I spotted you before I heard you. Hard not to, really — a lone figure moving through our orchard like you actually belonged there. We don’t see many strangers this close to the walls anymore. Not ones still breathing. And certainly not ones acting… careful.
For a minute I thought you might’ve been a Null. We’ve had them wander the treeline before — looking for anything edible, or anyone stupid enough to get close. But Nulls don’t slow down. They don’t think ahead. They don’t clean what they eat.

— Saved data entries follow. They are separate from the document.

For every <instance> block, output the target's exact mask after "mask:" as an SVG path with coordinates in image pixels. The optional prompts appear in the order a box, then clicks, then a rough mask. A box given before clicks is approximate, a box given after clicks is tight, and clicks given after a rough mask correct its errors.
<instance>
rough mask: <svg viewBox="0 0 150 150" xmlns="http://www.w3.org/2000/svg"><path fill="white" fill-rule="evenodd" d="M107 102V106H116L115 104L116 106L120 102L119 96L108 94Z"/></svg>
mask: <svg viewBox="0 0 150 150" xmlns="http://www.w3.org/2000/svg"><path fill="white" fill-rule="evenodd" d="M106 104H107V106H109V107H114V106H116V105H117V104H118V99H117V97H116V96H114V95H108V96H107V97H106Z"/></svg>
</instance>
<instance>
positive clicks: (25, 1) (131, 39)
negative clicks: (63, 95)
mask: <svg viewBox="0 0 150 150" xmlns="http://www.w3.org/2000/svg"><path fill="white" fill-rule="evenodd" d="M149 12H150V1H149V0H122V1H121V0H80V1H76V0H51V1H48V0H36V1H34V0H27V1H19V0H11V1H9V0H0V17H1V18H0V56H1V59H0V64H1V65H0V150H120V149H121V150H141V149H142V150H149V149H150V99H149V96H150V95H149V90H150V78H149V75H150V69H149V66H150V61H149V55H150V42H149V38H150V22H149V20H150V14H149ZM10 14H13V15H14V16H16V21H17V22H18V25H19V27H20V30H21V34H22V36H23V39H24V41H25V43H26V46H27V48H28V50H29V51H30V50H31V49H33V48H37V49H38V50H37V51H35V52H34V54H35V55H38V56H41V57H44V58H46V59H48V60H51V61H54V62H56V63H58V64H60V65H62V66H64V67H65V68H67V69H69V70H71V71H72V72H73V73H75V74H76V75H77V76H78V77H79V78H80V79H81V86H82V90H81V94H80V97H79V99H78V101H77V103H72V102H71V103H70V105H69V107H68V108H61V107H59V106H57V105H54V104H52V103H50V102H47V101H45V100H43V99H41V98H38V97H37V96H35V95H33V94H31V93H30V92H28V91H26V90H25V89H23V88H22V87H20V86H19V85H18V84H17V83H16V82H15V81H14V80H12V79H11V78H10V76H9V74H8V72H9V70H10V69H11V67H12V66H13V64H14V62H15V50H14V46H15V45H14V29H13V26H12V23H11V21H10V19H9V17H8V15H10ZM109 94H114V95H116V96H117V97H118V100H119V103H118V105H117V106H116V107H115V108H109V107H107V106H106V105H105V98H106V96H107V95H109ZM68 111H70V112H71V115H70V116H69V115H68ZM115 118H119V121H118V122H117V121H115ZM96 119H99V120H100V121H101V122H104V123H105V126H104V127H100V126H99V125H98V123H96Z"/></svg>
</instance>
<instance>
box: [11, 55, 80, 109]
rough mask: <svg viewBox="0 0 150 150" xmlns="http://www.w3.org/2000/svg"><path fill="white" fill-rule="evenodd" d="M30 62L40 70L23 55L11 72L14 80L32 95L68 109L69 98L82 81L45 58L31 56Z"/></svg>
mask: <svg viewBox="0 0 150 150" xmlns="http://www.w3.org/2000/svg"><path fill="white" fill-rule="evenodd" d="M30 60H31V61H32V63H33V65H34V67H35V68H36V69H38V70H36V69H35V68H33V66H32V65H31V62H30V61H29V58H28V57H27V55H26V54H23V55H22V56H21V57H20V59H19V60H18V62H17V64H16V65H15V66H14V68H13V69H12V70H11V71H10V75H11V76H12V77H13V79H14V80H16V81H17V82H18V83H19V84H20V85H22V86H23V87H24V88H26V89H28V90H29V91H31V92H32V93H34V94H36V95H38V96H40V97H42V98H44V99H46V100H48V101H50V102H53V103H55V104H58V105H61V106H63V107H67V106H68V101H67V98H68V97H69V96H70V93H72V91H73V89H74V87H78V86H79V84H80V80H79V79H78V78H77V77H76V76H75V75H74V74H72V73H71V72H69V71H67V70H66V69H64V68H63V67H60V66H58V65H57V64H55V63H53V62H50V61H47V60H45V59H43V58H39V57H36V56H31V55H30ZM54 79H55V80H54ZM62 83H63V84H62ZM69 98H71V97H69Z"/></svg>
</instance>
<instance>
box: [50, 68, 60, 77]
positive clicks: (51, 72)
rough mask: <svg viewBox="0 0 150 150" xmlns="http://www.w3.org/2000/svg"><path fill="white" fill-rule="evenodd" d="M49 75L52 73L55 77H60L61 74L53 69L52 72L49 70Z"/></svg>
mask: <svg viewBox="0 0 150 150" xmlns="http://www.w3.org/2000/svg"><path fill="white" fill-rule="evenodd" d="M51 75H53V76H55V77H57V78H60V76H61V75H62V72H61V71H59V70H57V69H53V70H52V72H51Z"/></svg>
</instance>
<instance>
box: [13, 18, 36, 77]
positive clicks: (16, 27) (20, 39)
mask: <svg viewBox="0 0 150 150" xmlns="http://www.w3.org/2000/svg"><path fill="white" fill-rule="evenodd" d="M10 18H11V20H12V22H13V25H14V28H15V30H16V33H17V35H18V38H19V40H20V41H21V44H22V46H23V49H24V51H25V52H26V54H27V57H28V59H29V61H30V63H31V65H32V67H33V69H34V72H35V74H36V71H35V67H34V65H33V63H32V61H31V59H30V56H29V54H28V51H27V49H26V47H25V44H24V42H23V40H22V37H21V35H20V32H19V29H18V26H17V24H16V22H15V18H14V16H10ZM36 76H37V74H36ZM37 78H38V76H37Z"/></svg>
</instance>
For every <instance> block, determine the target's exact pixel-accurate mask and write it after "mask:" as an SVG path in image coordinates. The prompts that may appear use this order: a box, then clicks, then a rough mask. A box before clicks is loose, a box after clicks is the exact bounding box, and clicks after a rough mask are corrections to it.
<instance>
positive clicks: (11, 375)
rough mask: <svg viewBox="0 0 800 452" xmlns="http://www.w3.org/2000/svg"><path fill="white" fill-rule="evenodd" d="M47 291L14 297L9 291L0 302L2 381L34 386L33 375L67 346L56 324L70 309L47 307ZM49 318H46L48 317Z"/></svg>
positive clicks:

And you… you were wiping down every apple before you put it in your pack. Checking the skin. Turning each one over like contamination still mattered. That alone almost ruled out GDBS.
Almost.
Six years into this, we still don’t take chances. GDBS started like a bloody stomach bug — twenty-four hours of vomiting and cramps — and then it hollowed people out from the inside. Empathy goes first. Planning goes next. Bonds, the ability to care, the sense of a future… all stripped away. The infected can imitate normal if they need to, but only for a minute or two. They’re creatures of the moment. Hungry, impulsive, empty.
Nulls don’t plant things. They don’t bury seeds.
I watched you eat an apple right there in the grass, then kneel and press the core into the soil a few metres out from the trees — not once, but every time. Spaced out in a pattern. Intention. A future. You weren’t just grabbing food. You were trying to extend the orchard.
That was the moment I knew you weren’t one of them.
Still didn’t mean you weren’t trouble.
The others gathered on the loft platform overlooking the orchard when I called them. Jake wanted to make contact immediately — said anyone still thinking about long-term growth had to be worth something. Owen thought you were a trap. Gavin didn’t say anything, just crossed his arms and stared like he could break you in half from forty yards away. Eli argued for caution; Noah just asked whether you looked sick.
We watched you for an hour. Long enough to see you weren’t desperate, erratic, or casing the place. You didn’t even look at the house, just the trees. It was… strange. Gentle, almost.
We need news. We need trade. We need anything that isn’t another Null raid or another sick stranger begging to get inside before the quarantine clock runs out.
So eventually, I made the call.
Worth the risk.
I strapped on my kit, checked the perimeter, told the others to stay sharp. Then I headed out through the south gate, keeping enough distance that you wouldn’t panic, but close enough that you’d know I wasn’t aiming a rifle at your back.
You were still kneeling in the grass, brushing soil from your hands, when you finally noticed me.
I didn’t lift my weapon. Just raised a hand.
“Easy,” I said. “You’re on private land. And you’re either the bravest person I’ve seen in months, or the most careful. I need to know which.”